Innovative Healthcare

3471 Regional Parkway

Santa , CA 95403

Greetings!

This Update on XMRV

is by Dr. AzRa Mael, MD:

What is XMRV (aka Xenotropic

Murine Leukemia Virus-Related

Virus)? Does it cause Chronic

Fatigue Syndrome? What other

illnesses might it be associated

with? How can it be treated?

XMRV is the current name given to this recently

discovered group of retroviruses that infects

humans.

It is a member of the third known family of human

retroviruses, a Human Gamma Retrovirus (HGRV),

and in time these viruses may be renamed HGRV.

Human Immunodeficiency Virus (HIV) and Human

T-Lymphotropic Virus (HTLV) are the other 2 families

of human retroviruses that may be more familiar to

some.

XMRV was first discovered in association with

prostate cancer in 1996. Only recently (2009) was

the virus found to be strongly associated with

Chronic Fatigue Syndrome by a group of collaborating

labs, including Dr. Mikovits's lab at the Whittemore

Institute (WPI).

The presence of other closely related viruses

(murine leukemia virus related-viruses or MLV-related

viruses) was then independently and robustly

confirmed by the Harvard / NIH / FDA collaborative

effort headed by Dr.'s Lo and Alter in 2010.

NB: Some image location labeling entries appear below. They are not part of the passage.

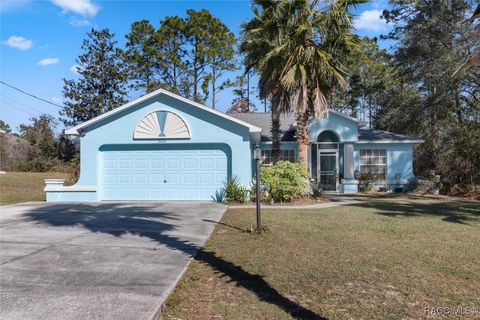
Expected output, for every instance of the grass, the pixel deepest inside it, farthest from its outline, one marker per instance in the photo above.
(385, 258)
(18, 187)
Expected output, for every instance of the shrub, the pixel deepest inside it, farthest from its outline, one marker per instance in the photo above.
(219, 196)
(316, 190)
(366, 180)
(234, 191)
(285, 180)
(36, 165)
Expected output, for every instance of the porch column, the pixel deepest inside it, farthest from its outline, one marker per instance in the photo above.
(348, 161)
(348, 183)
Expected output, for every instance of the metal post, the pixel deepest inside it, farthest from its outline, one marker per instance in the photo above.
(257, 186)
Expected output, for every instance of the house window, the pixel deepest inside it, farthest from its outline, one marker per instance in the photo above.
(374, 161)
(266, 158)
(287, 155)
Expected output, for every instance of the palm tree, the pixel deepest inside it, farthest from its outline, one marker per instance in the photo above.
(261, 36)
(299, 49)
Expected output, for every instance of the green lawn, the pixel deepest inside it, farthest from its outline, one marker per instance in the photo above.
(25, 186)
(386, 258)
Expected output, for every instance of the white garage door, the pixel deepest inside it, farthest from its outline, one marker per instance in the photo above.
(162, 174)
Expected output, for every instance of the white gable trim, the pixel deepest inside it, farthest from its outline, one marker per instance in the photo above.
(338, 113)
(390, 141)
(76, 130)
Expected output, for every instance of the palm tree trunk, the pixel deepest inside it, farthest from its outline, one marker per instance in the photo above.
(302, 137)
(275, 135)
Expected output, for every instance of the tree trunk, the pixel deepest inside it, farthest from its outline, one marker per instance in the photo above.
(214, 80)
(275, 135)
(302, 137)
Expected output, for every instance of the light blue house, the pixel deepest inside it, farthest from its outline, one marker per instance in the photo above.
(165, 147)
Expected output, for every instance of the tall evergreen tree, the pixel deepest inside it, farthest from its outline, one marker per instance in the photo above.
(40, 134)
(141, 56)
(170, 40)
(101, 86)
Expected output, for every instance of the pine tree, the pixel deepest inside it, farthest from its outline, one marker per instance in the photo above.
(101, 86)
(141, 56)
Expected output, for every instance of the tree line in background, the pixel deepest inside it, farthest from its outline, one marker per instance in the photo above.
(307, 59)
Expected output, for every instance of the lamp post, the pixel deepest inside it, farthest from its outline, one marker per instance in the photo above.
(256, 156)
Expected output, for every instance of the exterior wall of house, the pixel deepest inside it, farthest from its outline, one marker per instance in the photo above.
(207, 131)
(345, 128)
(399, 160)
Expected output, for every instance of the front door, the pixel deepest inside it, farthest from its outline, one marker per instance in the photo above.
(328, 170)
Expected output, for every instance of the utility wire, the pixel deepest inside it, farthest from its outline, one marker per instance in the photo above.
(31, 95)
(15, 101)
(18, 108)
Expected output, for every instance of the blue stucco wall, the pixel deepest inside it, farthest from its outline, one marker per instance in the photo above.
(84, 196)
(206, 130)
(399, 159)
(346, 129)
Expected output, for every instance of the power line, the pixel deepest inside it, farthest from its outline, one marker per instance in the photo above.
(19, 102)
(31, 95)
(18, 108)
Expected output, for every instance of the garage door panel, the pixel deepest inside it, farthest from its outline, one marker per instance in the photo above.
(163, 174)
(157, 163)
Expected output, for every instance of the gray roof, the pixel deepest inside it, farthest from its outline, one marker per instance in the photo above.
(264, 120)
(367, 134)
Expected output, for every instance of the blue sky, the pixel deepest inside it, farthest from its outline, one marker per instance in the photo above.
(40, 41)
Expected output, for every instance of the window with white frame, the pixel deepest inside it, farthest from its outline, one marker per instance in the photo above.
(374, 161)
(286, 155)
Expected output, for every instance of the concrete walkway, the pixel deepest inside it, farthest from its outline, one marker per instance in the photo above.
(98, 260)
(334, 202)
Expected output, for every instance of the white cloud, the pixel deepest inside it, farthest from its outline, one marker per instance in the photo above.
(48, 61)
(19, 43)
(13, 4)
(57, 100)
(82, 7)
(75, 68)
(370, 20)
(78, 22)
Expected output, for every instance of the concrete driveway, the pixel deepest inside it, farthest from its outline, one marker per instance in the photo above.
(97, 261)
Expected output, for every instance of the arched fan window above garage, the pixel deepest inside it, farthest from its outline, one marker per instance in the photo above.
(161, 125)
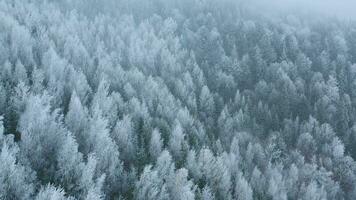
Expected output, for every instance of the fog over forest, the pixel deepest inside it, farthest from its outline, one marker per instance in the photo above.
(177, 100)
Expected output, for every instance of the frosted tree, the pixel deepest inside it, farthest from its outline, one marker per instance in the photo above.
(16, 182)
(125, 138)
(156, 144)
(177, 142)
(51, 192)
(150, 186)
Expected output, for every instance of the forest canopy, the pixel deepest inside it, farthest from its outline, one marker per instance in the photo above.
(175, 100)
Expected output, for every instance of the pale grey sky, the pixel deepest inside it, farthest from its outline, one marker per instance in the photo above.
(340, 8)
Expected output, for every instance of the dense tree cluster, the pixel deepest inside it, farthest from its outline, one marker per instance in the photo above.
(174, 99)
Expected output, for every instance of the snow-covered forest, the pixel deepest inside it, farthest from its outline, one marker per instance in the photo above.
(174, 100)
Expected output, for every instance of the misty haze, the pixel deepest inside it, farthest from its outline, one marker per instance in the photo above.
(177, 99)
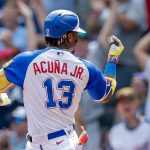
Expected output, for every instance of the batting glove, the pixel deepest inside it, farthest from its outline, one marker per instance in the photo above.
(116, 47)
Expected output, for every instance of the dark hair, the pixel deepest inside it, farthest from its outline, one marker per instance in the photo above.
(55, 41)
(51, 41)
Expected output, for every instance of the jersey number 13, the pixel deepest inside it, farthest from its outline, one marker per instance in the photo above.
(67, 94)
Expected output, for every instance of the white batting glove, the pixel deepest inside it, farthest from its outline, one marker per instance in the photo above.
(4, 100)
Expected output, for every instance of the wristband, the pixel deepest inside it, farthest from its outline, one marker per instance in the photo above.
(5, 99)
(112, 58)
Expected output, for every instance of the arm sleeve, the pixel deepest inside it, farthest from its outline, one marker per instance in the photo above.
(15, 70)
(96, 85)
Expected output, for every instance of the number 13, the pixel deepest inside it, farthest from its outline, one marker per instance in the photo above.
(68, 94)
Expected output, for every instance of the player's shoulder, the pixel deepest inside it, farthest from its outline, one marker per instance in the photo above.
(145, 125)
(28, 56)
(89, 65)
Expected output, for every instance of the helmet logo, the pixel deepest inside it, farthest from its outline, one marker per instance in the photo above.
(47, 32)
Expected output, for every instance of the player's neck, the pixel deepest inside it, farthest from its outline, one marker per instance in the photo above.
(63, 47)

The family of viruses consists of multiple closely

related viral mutations, which is typical of

retroviruses. In studies, approximately 80-90%

(perhaps more) of people with CFS have XMRV and

closely related viruses, compared to 4-7% of

controls.

The strength of this association has led to the

hypothesis that XMRV causes CFS.

However, it is more complicated than that. In

unpublished studies from Dr. Cheney and

Gordon Medical patients, approximately 40-50% of

healthy family members and close contacts of people

with CFS are infected with XMRV.

XMRV alone may not be sufficient to cause CFS in all

people, but it appears it may be a necessary

contributing factor, possibly in combination with

another undetected retrovirus, another infection, or a

genetic susceptibility to XMRV.

It is possible not everyone infected will develop

disease in response to XMRV. In the case of HTLV,

another human retrovirus, we see a similar pattern in

that only 10% of infected patients develop clinical

illness.

Since the original CFS paper published in Science

magazine in 2009, several research teams have

questioned the research of Mikovits, Lo, and Alter,

perhaps due to concern about the consequences of

the presence of XMRV in the nation's blood supply,

and the high cost of screening our blood banks.

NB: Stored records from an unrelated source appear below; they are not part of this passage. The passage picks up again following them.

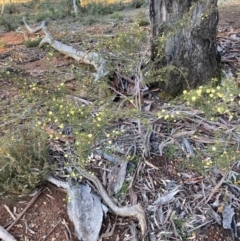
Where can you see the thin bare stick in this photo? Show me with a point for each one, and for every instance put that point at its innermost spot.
(54, 227)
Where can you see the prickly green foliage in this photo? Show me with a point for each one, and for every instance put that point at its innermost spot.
(23, 160)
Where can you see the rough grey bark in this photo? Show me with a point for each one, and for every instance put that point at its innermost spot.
(184, 51)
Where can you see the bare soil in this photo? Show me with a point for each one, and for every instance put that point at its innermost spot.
(47, 218)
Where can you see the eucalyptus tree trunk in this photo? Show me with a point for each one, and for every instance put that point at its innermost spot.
(75, 7)
(184, 51)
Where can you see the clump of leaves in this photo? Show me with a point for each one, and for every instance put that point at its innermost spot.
(23, 161)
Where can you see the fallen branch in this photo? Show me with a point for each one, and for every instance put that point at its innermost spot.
(5, 236)
(135, 211)
(91, 58)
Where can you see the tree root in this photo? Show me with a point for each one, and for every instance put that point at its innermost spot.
(135, 211)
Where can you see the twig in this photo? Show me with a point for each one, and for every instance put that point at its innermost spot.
(9, 211)
(4, 235)
(54, 227)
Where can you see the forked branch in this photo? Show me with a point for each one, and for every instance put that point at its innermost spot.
(93, 58)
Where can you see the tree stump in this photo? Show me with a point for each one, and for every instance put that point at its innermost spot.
(184, 50)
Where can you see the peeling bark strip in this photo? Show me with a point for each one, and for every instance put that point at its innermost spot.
(184, 43)
(92, 58)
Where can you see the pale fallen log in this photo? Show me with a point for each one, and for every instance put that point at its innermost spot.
(5, 235)
(135, 211)
(84, 209)
(93, 58)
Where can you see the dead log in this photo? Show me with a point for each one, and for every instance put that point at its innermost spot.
(93, 58)
(5, 235)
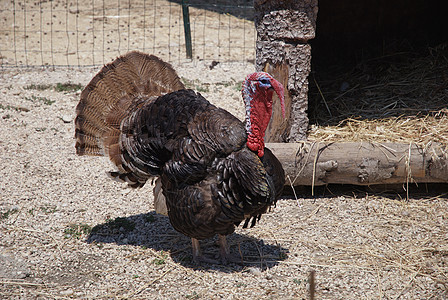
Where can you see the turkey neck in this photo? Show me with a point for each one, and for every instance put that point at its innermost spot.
(258, 114)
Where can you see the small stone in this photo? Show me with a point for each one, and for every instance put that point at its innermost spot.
(67, 292)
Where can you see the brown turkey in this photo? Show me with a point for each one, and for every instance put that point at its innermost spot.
(214, 171)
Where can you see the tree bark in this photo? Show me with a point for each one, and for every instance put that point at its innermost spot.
(283, 30)
(314, 163)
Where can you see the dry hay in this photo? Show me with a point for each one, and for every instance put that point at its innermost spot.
(402, 97)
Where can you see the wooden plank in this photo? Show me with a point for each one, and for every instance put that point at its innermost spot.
(314, 163)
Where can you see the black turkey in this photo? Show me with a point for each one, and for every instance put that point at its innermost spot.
(213, 170)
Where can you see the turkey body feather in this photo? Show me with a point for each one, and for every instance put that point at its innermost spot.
(137, 112)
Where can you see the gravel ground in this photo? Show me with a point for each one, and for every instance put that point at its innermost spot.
(68, 231)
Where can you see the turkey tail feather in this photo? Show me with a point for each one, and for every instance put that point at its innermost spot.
(118, 89)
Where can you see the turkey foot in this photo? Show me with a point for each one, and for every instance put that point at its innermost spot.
(224, 253)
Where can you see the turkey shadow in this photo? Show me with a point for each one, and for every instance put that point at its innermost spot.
(154, 231)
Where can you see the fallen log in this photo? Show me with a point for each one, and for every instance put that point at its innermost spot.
(314, 163)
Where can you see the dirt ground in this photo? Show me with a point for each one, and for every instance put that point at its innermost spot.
(69, 232)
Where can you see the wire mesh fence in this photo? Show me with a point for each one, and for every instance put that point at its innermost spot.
(93, 32)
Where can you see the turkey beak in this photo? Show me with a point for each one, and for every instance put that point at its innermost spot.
(278, 88)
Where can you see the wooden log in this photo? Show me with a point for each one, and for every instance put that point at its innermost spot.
(314, 163)
(283, 30)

A recent flurry of papers attempted to

debunk the XMRV research using the

issue of possible mouse DNA contamination.

The contamination concerns are generally

valid, but the research done by the group

for the Science paper, and the later paper

by Lo and Alter had already taken steps to

test for such contamination issues.

The contamination arguments, claiming the positive

results are due to mouse DNA, cannot explain why

positive samples show an immune response to

XMRV, or why XMRV can be cultured from samples.

In addition, the samples were tested specifically for

mouse DNA, in order to ensure there would be no

contamination.

The contamination papers are not relavant to the

most important studies indicating the finding of

XMRV in Chronic Fatigue Syndrome, and the

existence of XRMV still stands firm.

As of December 2010, the American Red Cross and

international blood banks began banning blood

donation from people with CFS. The government is

currently working to develop a fast and accurate test

for XMRV in order to protect the blood supply.

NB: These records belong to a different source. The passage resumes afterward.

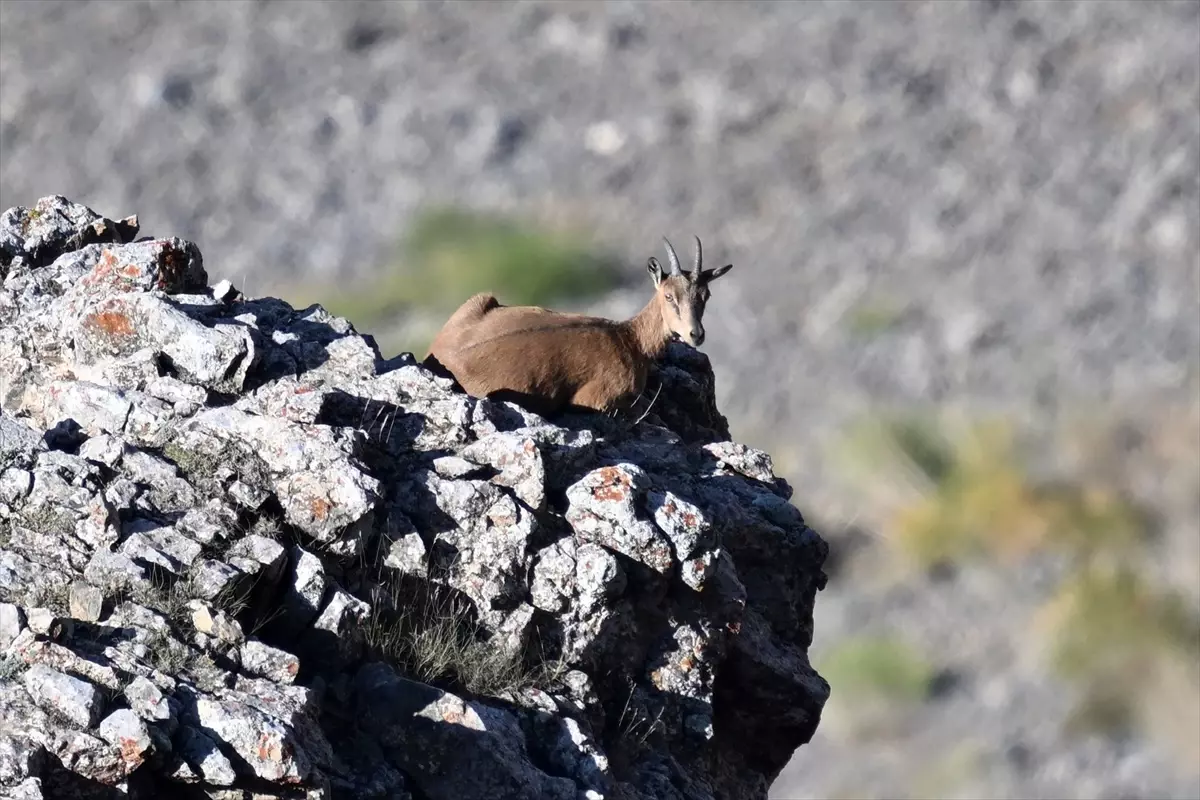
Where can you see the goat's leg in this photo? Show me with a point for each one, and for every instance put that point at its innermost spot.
(593, 396)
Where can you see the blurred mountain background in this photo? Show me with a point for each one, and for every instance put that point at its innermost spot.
(964, 316)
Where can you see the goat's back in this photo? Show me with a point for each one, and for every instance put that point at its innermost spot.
(532, 352)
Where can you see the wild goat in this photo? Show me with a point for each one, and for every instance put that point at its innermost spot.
(550, 361)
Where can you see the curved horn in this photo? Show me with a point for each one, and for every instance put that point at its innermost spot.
(672, 258)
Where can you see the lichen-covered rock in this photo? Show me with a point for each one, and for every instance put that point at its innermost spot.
(201, 752)
(221, 516)
(70, 697)
(126, 732)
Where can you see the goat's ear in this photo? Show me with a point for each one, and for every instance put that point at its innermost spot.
(708, 276)
(655, 270)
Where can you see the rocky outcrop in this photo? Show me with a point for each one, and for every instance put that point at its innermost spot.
(241, 554)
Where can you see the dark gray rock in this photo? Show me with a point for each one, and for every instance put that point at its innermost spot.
(221, 545)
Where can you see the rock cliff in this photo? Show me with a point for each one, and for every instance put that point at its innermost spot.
(241, 554)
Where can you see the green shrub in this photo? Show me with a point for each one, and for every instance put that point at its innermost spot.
(1114, 637)
(879, 667)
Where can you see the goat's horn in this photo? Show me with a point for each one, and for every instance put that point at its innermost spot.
(672, 258)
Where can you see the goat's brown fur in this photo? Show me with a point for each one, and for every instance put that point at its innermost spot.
(550, 361)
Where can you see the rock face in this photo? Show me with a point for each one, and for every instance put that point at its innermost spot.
(243, 553)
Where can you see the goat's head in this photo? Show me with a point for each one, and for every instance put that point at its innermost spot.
(682, 295)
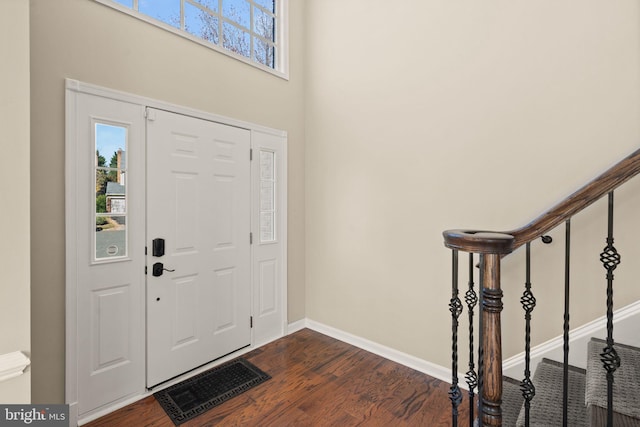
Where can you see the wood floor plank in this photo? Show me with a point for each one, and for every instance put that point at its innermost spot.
(316, 381)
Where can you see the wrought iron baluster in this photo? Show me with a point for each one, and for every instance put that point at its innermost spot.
(455, 307)
(565, 375)
(481, 342)
(528, 304)
(471, 298)
(610, 259)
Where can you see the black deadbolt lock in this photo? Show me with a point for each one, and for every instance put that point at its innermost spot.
(158, 247)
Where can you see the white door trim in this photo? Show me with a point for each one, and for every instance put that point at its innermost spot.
(74, 87)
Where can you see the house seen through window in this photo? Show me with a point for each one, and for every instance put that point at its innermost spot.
(245, 28)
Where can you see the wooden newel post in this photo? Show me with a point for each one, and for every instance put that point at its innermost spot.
(491, 247)
(491, 341)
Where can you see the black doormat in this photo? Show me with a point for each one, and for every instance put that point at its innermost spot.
(198, 394)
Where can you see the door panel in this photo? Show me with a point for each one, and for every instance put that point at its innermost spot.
(108, 269)
(198, 200)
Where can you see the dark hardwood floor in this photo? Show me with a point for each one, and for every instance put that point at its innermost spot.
(316, 381)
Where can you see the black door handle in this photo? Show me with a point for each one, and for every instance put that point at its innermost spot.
(158, 269)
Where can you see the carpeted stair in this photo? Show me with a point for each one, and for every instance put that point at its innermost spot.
(626, 386)
(587, 393)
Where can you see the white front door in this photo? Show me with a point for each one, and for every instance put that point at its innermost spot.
(198, 208)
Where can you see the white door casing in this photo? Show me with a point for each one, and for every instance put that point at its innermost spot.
(198, 199)
(106, 298)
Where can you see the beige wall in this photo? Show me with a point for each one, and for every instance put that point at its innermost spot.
(87, 41)
(402, 122)
(14, 192)
(430, 115)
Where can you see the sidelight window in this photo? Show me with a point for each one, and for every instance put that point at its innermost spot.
(110, 167)
(267, 196)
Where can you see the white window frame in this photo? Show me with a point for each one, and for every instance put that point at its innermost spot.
(282, 36)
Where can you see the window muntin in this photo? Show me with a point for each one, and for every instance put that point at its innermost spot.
(110, 172)
(251, 30)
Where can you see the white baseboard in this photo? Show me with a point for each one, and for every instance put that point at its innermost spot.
(626, 331)
(436, 371)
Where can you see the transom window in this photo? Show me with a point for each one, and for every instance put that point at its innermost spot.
(250, 30)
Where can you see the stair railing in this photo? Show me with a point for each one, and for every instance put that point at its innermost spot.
(492, 247)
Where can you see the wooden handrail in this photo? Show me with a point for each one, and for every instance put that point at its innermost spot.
(492, 246)
(485, 241)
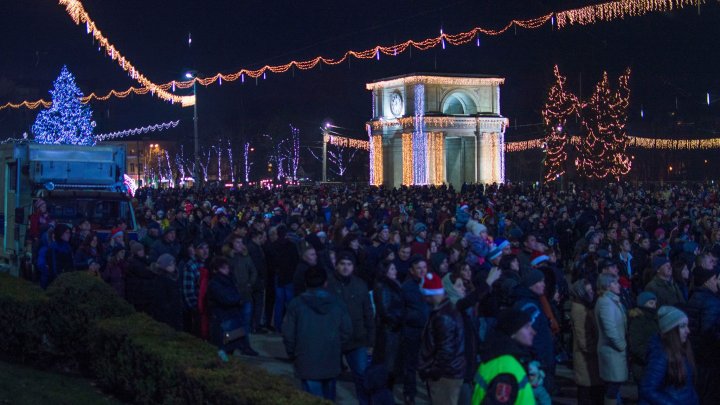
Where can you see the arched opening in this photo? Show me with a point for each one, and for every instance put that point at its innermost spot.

In unpublished research XMRV has been found

associated with multiple other illnesses, including

chronic Lyme disease.

It is associated with lymphoma, prostate cancer,

inflammatory breast cancer, fibromyalgia, autism,

Parkinson's, and Multiple Sclerosis, among other

inflammatory conditions.

There is no proof yet that it is causative, but it is

being found in higher numbers than would otherwise

be expected.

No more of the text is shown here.